Nearly Gone But Not Forgotten

arc raiders ducks

There’s still a lot to gain from having a successful live-service title. For the ones that manage to win, the benefits are certainly enormous. You only have to look at titles like Fortnite, Call of Duty, GTA Online, Minecraft, Roblox, Genshin Impact and its many imitators, and so many more to see how the genre can, and will continue to, generate a lot of revenue while keeping players firmly invested in the gameplay loops they sign up for.

But the notion that every publisher has the chops to cook up titles that can manage such a feat is certainly a thing of the past, and rightly so. It’s a matter of playing to one’s strengths, and being aligned with the potential of a concept that’s being shaped into a full-fledged experience. The idea of live-service hasn’t died out at the top, but in the middle where expensive projects launched to the sound of crickets, with the players that were supposed to be in their worlds already busy with other ones that had them more interested.

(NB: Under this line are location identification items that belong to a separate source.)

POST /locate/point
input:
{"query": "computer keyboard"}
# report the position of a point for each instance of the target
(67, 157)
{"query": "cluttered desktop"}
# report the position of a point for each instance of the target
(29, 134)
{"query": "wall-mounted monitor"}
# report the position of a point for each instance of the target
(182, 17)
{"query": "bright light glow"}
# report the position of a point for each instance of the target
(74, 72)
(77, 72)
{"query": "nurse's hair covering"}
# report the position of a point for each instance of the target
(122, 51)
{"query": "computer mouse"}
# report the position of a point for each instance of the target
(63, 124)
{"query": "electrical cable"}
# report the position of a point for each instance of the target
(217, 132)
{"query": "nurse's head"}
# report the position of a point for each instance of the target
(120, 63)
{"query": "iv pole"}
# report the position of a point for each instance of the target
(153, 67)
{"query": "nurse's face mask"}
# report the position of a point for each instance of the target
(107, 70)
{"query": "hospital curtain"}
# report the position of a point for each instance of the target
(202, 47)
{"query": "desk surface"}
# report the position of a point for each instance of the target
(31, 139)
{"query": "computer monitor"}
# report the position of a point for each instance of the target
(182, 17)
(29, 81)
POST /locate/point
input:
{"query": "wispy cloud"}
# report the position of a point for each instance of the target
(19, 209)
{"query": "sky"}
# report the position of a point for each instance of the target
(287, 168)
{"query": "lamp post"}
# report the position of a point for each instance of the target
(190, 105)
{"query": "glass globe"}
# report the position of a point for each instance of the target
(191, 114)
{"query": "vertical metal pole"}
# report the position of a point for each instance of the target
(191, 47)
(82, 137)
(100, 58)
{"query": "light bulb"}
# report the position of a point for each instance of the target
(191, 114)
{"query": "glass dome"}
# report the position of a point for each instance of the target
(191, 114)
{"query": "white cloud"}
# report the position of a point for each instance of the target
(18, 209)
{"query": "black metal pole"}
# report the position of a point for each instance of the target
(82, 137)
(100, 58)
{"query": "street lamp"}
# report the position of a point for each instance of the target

It’s a signal that audiences are tired, not of playing multiplayer or online games, but of ones that demand their loyalty on a nearly endless basis. There isn’t enough time to hop between titles that need you to engage with them regularly, and that’s why single-player titles have now come back as a refreshing change of pace that bring a polished, focused, and complete experience to the table.

On that note, we’re going to cap this one off by saying that it’s a welcome return to what’s been a very strong component of modern games, but it’s equally important to acknowledge how some games have managed to rise to astronomical success by making their players want to come back to what they’re offering.

Either way, the important part is to have fun, as we always say.

Note: The views expressed in this article are those of the author and do not necessarily represent the views of, and should not be attributed to, GamingBolt as an organization.